What healed you this year? Was it sudden, or a drip-by-drip evolution? How would you like to be healed in 2012?
Perspective. This year has brought me perspective on so many things, and with that gift has come a peace of mind I have lacked for most of my life. I say "gift," but a more accurate description might be "reward" - it took some hard work on myself to find these answers.
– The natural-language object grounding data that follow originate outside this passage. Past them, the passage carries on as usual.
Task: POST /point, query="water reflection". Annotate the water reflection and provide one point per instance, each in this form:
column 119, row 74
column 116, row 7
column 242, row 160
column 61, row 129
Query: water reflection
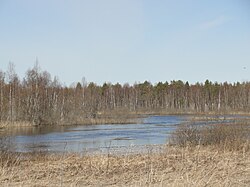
column 153, row 131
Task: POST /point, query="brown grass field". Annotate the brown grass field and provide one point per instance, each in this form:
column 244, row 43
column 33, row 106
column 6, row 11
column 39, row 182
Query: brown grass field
column 218, row 155
column 173, row 166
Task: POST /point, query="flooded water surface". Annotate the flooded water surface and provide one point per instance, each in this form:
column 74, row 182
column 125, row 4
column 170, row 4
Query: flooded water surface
column 154, row 130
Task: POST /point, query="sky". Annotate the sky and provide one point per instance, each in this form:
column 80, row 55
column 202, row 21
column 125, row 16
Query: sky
column 128, row 41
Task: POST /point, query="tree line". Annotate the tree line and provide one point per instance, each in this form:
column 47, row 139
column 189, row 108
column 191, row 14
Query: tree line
column 40, row 99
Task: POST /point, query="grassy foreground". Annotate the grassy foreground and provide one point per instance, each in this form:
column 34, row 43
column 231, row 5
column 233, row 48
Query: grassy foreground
column 173, row 166
column 215, row 155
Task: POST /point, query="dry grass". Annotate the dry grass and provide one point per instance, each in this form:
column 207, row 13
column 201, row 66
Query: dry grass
column 173, row 166
column 229, row 136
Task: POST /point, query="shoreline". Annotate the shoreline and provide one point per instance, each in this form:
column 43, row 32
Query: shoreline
column 134, row 118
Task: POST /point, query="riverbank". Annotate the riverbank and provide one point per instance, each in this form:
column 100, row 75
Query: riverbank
column 172, row 166
column 129, row 118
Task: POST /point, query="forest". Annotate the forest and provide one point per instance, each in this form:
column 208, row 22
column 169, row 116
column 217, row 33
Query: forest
column 42, row 100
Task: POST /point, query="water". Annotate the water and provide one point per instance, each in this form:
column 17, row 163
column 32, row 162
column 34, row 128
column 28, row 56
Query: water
column 154, row 130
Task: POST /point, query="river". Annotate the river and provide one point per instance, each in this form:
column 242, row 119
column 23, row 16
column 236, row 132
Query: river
column 154, row 130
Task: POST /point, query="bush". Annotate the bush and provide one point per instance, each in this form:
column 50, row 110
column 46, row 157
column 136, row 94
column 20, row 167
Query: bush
column 230, row 136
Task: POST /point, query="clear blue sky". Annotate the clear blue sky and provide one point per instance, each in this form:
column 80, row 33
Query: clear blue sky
column 128, row 40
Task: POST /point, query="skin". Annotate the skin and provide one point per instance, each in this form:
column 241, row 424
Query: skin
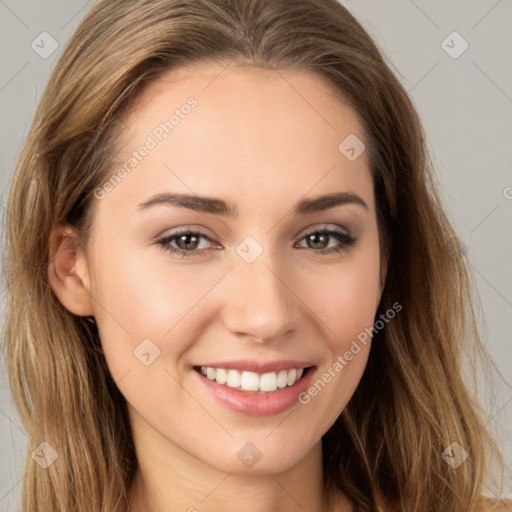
column 262, row 140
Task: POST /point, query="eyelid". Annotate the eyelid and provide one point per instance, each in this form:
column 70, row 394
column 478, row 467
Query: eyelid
column 342, row 235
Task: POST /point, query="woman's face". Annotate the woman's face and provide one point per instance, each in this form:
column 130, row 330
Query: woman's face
column 272, row 279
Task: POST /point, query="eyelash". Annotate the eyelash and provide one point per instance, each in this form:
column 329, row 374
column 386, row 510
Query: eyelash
column 346, row 240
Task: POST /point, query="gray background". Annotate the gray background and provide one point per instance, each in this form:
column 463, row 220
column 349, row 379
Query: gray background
column 465, row 104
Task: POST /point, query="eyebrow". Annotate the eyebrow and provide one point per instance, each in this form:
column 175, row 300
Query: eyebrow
column 220, row 207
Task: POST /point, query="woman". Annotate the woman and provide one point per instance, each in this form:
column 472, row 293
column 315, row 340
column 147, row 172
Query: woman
column 227, row 274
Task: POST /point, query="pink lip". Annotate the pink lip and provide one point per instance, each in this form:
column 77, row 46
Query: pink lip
column 248, row 365
column 257, row 404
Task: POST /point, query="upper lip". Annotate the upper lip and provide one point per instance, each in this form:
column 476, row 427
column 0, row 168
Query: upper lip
column 250, row 365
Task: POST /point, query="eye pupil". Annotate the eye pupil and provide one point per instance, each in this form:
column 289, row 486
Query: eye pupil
column 314, row 238
column 186, row 239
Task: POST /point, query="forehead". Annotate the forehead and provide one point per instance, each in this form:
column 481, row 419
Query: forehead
column 250, row 131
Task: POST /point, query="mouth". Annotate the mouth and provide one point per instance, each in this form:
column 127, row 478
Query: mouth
column 254, row 382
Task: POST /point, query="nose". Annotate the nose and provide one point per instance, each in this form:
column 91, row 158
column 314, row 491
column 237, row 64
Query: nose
column 259, row 301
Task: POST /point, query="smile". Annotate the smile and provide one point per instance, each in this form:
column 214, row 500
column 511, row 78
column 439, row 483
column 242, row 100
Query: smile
column 252, row 381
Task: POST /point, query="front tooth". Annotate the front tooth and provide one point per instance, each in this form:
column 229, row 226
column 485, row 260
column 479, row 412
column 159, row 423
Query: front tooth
column 222, row 376
column 233, row 380
column 268, row 382
column 250, row 381
column 292, row 376
column 282, row 379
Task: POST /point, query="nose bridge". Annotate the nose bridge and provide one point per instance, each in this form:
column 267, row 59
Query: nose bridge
column 258, row 301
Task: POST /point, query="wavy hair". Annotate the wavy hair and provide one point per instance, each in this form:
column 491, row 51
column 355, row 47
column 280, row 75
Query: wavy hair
column 384, row 451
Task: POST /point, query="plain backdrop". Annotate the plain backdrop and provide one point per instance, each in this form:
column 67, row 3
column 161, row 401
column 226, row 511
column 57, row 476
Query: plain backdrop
column 452, row 56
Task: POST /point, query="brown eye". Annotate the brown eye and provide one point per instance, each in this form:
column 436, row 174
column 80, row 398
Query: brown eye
column 319, row 240
column 188, row 241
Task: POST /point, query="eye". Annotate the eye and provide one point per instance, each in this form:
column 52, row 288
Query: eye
column 319, row 239
column 187, row 242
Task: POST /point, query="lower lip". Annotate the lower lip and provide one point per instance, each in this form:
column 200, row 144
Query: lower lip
column 258, row 404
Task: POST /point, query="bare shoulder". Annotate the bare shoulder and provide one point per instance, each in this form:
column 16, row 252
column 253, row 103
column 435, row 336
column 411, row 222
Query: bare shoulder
column 494, row 505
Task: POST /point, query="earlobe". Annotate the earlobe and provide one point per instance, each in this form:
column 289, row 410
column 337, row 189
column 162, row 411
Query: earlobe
column 68, row 273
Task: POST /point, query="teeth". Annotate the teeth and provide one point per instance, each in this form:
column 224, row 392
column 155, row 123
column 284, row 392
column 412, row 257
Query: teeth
column 251, row 381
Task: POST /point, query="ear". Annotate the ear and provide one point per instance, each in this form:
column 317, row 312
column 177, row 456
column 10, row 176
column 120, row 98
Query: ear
column 68, row 272
column 382, row 278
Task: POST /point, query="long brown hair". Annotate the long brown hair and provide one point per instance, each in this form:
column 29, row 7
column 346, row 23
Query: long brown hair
column 384, row 451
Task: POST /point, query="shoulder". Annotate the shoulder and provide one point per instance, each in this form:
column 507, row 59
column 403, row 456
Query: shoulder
column 494, row 505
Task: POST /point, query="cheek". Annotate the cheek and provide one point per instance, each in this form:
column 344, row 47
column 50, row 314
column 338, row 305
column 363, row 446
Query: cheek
column 139, row 295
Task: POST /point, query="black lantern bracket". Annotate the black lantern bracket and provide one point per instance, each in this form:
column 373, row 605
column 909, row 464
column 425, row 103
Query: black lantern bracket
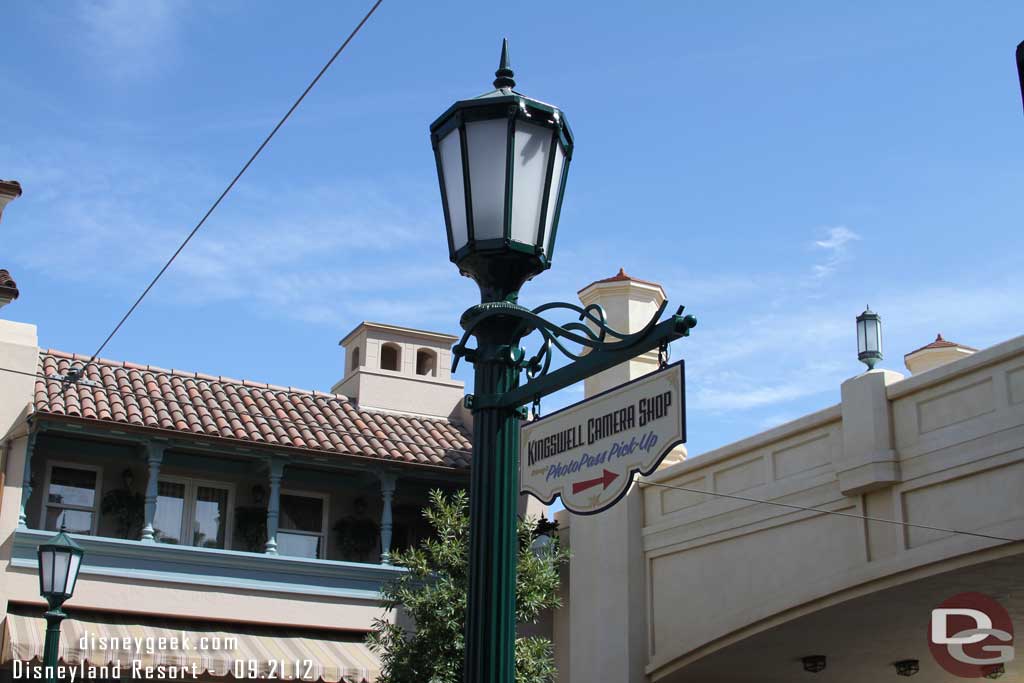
column 601, row 347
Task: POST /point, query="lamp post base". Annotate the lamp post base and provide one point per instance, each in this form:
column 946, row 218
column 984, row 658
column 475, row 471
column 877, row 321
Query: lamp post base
column 491, row 622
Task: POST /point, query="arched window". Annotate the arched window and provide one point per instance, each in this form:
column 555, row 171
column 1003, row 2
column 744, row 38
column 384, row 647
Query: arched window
column 390, row 356
column 426, row 363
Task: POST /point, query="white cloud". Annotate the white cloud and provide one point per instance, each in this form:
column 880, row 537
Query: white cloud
column 836, row 250
column 130, row 38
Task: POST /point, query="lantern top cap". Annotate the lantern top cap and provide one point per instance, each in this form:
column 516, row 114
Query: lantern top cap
column 504, row 78
column 61, row 540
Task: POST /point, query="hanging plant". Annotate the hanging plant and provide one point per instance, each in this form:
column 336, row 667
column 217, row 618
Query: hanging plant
column 128, row 509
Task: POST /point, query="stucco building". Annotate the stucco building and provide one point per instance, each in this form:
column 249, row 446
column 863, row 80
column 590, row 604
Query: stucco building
column 207, row 505
column 690, row 579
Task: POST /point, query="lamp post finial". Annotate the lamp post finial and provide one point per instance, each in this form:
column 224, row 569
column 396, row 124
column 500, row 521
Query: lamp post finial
column 504, row 76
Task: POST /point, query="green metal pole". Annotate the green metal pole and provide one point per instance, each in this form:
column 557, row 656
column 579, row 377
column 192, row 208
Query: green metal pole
column 51, row 646
column 491, row 623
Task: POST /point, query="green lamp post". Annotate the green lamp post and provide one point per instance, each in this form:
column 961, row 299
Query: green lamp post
column 869, row 338
column 502, row 163
column 59, row 561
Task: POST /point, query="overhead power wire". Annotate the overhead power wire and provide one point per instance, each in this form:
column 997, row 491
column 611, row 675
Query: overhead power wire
column 213, row 207
column 390, row 439
column 830, row 512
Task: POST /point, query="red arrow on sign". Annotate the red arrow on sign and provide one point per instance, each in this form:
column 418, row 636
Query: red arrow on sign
column 604, row 479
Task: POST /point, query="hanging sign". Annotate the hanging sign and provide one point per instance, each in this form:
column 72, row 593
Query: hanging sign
column 588, row 453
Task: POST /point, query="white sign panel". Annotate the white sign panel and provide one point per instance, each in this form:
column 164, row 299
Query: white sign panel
column 588, row 453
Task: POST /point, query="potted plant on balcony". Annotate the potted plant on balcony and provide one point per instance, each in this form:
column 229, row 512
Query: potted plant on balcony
column 127, row 508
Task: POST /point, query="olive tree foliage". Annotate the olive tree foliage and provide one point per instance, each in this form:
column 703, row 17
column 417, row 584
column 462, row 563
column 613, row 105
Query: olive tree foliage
column 432, row 593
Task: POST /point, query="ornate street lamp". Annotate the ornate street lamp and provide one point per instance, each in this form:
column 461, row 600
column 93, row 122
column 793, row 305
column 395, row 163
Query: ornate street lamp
column 59, row 561
column 869, row 338
column 502, row 162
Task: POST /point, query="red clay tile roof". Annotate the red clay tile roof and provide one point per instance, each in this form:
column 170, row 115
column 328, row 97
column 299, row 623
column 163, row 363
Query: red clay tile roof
column 207, row 406
column 940, row 343
column 8, row 288
column 621, row 276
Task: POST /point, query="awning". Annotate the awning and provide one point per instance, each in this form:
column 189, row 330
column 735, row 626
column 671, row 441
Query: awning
column 201, row 648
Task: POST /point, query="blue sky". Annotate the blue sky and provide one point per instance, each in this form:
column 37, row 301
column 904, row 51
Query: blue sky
column 776, row 166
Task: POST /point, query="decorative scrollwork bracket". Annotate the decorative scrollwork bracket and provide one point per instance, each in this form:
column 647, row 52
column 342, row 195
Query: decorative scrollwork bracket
column 601, row 346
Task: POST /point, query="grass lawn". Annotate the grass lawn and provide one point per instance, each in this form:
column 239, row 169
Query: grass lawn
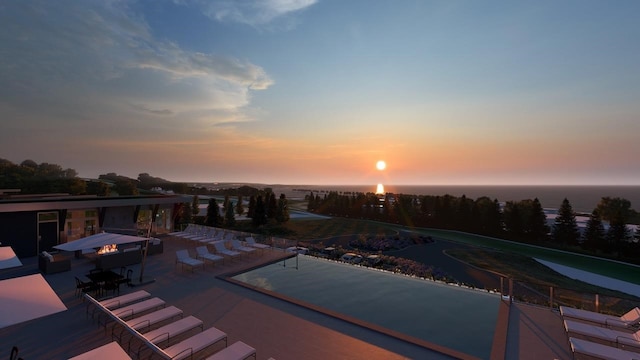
column 313, row 229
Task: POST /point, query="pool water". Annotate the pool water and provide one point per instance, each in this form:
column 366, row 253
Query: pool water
column 457, row 318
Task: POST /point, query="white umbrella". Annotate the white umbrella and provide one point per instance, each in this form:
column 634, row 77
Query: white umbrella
column 97, row 241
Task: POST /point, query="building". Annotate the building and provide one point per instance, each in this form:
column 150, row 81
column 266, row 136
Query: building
column 31, row 224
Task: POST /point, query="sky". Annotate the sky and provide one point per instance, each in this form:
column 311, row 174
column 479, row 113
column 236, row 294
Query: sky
column 317, row 91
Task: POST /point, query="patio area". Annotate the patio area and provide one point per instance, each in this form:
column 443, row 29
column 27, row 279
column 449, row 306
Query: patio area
column 274, row 327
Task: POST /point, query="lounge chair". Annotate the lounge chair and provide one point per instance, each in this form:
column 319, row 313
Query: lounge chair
column 599, row 351
column 203, row 253
column 615, row 337
column 236, row 245
column 183, row 257
column 188, row 347
column 171, row 330
column 236, row 351
column 221, row 249
column 252, row 242
column 625, row 321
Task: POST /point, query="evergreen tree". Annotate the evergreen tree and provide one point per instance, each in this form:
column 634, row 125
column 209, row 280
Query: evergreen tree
column 538, row 228
column 229, row 216
column 185, row 213
column 565, row 228
column 617, row 233
column 259, row 214
column 312, row 202
column 239, row 206
column 282, row 215
column 252, row 206
column 594, row 234
column 195, row 205
column 271, row 206
column 213, row 214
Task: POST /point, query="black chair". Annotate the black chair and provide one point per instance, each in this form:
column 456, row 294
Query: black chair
column 85, row 287
column 113, row 286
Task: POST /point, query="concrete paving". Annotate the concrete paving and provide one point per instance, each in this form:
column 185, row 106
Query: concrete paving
column 276, row 328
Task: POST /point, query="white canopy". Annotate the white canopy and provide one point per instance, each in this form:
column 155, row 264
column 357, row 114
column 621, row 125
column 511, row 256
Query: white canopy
column 97, row 241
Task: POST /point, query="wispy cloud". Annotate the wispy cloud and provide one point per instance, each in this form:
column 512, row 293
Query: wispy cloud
column 84, row 61
column 256, row 13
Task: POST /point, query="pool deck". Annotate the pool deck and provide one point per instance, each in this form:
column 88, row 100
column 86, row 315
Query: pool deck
column 275, row 328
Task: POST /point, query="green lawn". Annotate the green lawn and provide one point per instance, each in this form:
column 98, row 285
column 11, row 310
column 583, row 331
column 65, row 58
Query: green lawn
column 307, row 229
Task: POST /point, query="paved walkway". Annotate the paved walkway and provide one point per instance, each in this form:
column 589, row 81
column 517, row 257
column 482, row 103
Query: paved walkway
column 276, row 328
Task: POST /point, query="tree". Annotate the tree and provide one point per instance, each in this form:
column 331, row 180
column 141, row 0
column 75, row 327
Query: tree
column 282, row 214
column 594, row 234
column 229, row 215
column 565, row 228
column 252, row 206
column 213, row 214
column 239, row 206
column 195, row 205
column 259, row 213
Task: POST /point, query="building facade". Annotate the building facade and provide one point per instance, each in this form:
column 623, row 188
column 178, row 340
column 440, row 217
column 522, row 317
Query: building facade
column 32, row 224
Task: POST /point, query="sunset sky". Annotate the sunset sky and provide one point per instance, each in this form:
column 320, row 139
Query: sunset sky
column 316, row 92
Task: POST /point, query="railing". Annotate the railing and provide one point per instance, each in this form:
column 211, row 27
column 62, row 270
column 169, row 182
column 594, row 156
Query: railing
column 554, row 297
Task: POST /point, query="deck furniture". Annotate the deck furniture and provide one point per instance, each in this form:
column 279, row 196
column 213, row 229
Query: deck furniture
column 236, row 245
column 599, row 351
column 598, row 333
column 628, row 320
column 204, row 254
column 222, row 250
column 183, row 257
column 236, row 351
column 188, row 347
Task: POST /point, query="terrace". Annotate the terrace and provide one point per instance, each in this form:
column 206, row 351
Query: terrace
column 274, row 327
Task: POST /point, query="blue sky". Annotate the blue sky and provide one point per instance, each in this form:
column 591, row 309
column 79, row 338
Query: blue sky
column 315, row 92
It also took swallowing some pride and returning to a therapist. After Sickle Cell obliterated most of the latter half of 2010, I realized that I needed a new way of coping with my diseases. I needed a new understanding, because I was using the old one as a blunt instrument of self-torture. So I found a new therapist, and I unburdened myself. He picked up all the pieces, and together we puzzled them into a new and enlightening picture of Dash.
It's an ongoing process; I won't claim that I have all the perspective I need to consider myself fully "healed" (a dubious word selection in any case, considering my numerous incurable diseases). There has been nothing sudden about this.
Now that my self-concept is back on the road towards Whole and Healthy, I would like two things for next year (listening, Santa?): I would like to see continued improvement in my physical and social conditions. I imagine the former is fairly self-explanatory, although I'll elaborate that I've been having pretty debilitating migraines the last few weeks. The latter refers to my continued habits of isolation; I need to meet new people, make new friends. It's something I'm pretty bad at.